This incredible bronze sculpture of St Michael’s Victory over the Devil, by Jacob Epstein is on the east wall of the new Coventry Cathedral. St Michael’s Cathedral is ‘new’ in the sense that it was built after the second world war to replace the older cathedral which had been bombed. The new cathedral was designed by Basil Spence, knighted for this work; the foundation stone was laid in 1956 and the building consecrated six years later.
St Michael is described in the Bible as the archangel who fights against Satan in the Book of Revelations, and flings him out of heaven. The symbolism is obvious… beside the new cathedral stands the ruins of the older building, left in situ as a reminder of the suffering caused by war.
Sir Jacob Epstein who made the sculpture, was born in America in 1880, but he moved to Britain and became a British citizen before the 1st World War; he actually served in the Royal Fusiliers, in what was known as the Jewish Legion.
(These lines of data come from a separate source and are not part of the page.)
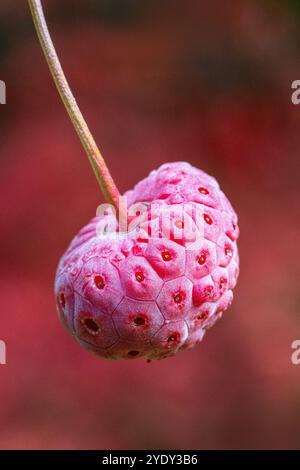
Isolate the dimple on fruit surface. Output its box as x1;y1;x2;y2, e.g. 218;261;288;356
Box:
55;162;239;359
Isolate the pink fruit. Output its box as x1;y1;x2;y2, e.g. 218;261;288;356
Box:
29;0;239;359
55;162;239;359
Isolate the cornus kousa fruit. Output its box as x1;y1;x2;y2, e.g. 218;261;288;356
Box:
29;0;239;360
55;162;239;359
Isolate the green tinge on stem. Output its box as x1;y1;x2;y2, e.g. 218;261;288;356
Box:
28;0;119;210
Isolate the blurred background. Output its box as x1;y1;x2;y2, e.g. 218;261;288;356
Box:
0;0;300;449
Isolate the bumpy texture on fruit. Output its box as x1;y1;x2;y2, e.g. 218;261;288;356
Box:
55;162;239;359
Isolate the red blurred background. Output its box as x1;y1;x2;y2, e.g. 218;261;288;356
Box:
0;0;300;449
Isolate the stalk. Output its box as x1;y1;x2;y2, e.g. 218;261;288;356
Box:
28;0;120;212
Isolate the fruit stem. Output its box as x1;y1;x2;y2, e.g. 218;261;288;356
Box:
28;0;119;211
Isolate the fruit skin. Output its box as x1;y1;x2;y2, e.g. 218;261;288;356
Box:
55;162;239;359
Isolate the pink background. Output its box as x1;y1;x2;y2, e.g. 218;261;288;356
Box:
0;0;300;449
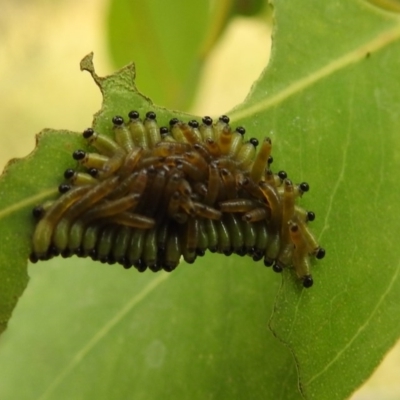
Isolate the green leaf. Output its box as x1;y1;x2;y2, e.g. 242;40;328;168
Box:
0;0;400;400
107;0;232;109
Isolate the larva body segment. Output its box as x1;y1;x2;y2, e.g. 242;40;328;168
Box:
31;111;325;287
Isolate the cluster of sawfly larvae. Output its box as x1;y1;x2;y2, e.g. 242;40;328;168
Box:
30;111;325;287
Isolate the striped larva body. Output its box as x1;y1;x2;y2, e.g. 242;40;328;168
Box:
31;111;325;287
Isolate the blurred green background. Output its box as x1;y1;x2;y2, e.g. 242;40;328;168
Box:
0;0;400;400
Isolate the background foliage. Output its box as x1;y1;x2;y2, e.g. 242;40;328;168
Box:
0;0;400;400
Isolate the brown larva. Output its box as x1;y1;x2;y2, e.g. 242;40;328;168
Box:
31;111;325;287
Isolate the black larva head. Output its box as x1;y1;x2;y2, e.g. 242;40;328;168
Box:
72;150;86;161
202;115;213;126
315;247;325;260
249;138;258;147
64;168;75;179
32;206;44;218
307;211;315;221
218;115;230;124
169;118;179;126
299;182;310;193
236;126;246;136
264;257;274;267
188;119;199;128
278;171;287;181
146;111;157;120
82;128;94;139
58;183;71;194
303;275;314;288
160;126;169;136
272;263;283;274
88;168;99;178
112;115;124;126
128;110;140;120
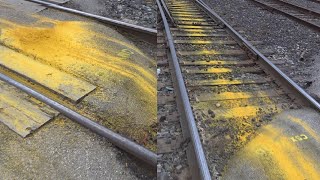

When he created this sculpture, for the new cathedral, replacing the one which had been destroyed by German bombs, it must have been very much on his mind that the war which had been won was a victory over the evil of Nazism, the vile regime which had sent millions upon millions of Jewish people and others to their deaths. 
Sadly, Epstein died in 1959, at the age of seventy-nine, before he saw his sculpture mounted so magnificently on the wall of St Michael’s Cathedral.